Txs require --chain-id to be provided so it can be signed.
Note the chainid is not included in the tx itself, but it is part of the bytes that get signed to prevent cross-chain replay attacks.
Unfortunately, it means the error message just comes up as "signature verification failed" and we can't really detect why.
Thus, if the --chain-id is not provided, we should throw an error and tell the user it must be provided.
Can we load the chain ID automatically from the genesis file, if present?
Will the light client keep a genesis file with chain ID? democli init isn't implemented, not sure if that's intended to write genesis information or not.
Note we have to implement the basecli init functionality, which should set a chain id and other stuff like the node id and the initial validator set (to be socially authenticated).
This problem is there again with gaiacli tx sign. No error is giving and a signature is produces that can not be broadcasted.
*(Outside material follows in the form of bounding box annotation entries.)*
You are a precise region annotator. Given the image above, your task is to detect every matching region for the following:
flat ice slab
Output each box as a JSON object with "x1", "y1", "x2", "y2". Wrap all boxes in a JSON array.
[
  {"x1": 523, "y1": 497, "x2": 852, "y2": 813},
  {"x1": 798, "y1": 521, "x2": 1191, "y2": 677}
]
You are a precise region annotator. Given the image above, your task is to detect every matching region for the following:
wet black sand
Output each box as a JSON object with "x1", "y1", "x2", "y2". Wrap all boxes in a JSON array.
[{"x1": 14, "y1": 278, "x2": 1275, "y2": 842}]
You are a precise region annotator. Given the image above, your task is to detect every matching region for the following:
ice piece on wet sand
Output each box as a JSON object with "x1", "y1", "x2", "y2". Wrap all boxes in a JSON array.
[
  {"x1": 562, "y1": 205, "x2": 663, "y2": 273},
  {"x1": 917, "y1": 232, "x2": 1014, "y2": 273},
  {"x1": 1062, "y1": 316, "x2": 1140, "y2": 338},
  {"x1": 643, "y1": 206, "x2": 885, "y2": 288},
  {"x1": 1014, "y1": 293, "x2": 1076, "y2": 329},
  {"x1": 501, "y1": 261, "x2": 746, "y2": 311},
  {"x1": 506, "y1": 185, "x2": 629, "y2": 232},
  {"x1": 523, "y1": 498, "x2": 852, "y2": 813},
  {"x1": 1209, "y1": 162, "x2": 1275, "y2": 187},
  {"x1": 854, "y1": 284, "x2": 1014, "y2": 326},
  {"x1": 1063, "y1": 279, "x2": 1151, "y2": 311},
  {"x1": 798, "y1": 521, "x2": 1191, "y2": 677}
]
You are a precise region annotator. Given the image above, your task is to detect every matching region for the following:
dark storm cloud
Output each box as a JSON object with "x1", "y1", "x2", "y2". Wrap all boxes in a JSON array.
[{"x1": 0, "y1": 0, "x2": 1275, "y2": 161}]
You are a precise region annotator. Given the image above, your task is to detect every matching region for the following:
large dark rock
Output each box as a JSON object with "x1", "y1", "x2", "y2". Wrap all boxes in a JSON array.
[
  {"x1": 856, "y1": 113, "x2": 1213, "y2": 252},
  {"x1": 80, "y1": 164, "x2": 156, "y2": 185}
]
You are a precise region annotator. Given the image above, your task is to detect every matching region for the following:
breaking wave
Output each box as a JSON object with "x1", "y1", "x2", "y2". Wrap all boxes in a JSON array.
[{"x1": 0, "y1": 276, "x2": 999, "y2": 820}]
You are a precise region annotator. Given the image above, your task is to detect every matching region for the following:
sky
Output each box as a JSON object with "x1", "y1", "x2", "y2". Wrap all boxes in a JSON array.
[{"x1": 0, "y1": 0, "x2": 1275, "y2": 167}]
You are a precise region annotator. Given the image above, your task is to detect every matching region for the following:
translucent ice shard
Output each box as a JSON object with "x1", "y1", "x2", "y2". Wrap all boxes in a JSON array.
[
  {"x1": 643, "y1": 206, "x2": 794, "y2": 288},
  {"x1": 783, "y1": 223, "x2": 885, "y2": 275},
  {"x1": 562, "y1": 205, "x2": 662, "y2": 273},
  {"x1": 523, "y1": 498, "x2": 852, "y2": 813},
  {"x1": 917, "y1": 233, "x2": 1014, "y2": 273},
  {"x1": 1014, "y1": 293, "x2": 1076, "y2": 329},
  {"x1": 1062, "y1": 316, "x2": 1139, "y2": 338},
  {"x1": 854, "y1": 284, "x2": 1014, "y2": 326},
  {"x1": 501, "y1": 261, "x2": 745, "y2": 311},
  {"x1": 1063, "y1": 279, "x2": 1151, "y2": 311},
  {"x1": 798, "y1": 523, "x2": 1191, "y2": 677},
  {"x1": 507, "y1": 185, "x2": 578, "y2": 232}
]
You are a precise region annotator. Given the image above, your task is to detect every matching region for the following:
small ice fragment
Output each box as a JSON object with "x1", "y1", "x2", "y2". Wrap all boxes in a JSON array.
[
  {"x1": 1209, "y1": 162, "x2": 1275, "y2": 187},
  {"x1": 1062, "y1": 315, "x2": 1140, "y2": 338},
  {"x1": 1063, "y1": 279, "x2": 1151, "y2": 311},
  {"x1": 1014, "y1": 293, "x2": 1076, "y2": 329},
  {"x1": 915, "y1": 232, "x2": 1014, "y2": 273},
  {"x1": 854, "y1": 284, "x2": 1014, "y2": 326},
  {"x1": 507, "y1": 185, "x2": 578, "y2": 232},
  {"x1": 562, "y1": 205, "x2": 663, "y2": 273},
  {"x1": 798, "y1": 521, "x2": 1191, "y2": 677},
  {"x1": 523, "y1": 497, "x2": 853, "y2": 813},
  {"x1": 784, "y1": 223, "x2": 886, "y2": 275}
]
This problem is there again with gaiacli tx sign. No error is giving and a signature is produces that can not be broadcasted.
Yes, you're right, looks like a regression here.
cc @alessio Thoughts?
There is a function we can already use to get the default chain ID. If the user does not provide one, it seems like a reasonable UX to fall back on the default. Alternatively, we could simply require the chain ID.
There is a function we can already use to get the default chain ID. If the user does not provide one, it seems like a reasonable UX to fall back on the default. Alternatively, we could simply require the chain ID.
I think this is a bit dangerous - chain ID is part of the signature; if you sign over a message with a chain ID you didn't intend it could have deleterious consequences (e.g. it might be a valid tx on a different blockchain). Better to require chain ID, if it isn't specified in the CLI config.
Indeed. Seems like we have an actionable item here to require the chain ID flag.
When --chain-id is not specified on the command line, it shoud be automatically set:
func NewTxBuilderFromCLI() TxBuilder {
// if chain ID is not specified manually, read default chain ID
chainID := viper.GetString(client.FlagChainID)
if chainID == "" {
defaultChainID, err := sdk.DefaultChainID()
if err != nil {
chainID = defaultChainID
}
}
[snip]
Well, sdk.DefaultChainID() returns "":
// DefaultChainID returns the chain ID from the genesis file if present. An
// error is returned if the file cannot be read or parsed.
//
// TODO: This should be removed and the chainID should always be provided by
// the end user.
func DefaultChainID() (string, error) {
cfg, err := tcmd.ParseConfig()
if err != nil {
return "", err
}
doc, err := tmtypes.GenesisDocFromFile(cfg.GenesisFile())
if err != nil {
return "", err
}
return doc.ChainID, nil
}
IMO we should get rid of DefaultChainID once and for all, the user needs to provide --chain-id
I had previously setup my client to pull the chain-id from a config file in the cli settings dir. For our project I had even setup a cli init command. PR #3127 broke this with the addition of c.MarkFlagRequired(FlagChainID) in client/flags.go. At first I thought something had changed with the viper config, but eventually I tracked it down to this.
Is the intention here to always require cli users to specify the chain-id even if they have a config file setup?
I'm with @aaronc on this one. This also broke the gaiad config file for chain ID too...
@aaronc Thank you for taking the time to report this bug and helping to make Cosmos SDK better.
Is the intention here to always require cli users to specify the chain-id even if they have a config file setup?
No, that was not the intention. I'll look into it ASAP.
@aaronc can you paste your config file please?
@alessio Here's a config file I use to connect to our testnet:
node = "tcp://xrn-us-east-1.regen.network:26657"
chain-id = "xrn-test-2"
@aaronc this is done now, please test
My CLI is giving an error when chainid not provided.
@jackzampolin please run gaiacli config
Most helpful comment
I think this is a bit dangerous - chain ID is part of the signature; if you sign over a message with a chain ID you didn't intend it could have deleterious consequences (e.g. it might be a valid tx on a different blockchain). Better to require chain ID, if it isn't specified in the CLI config.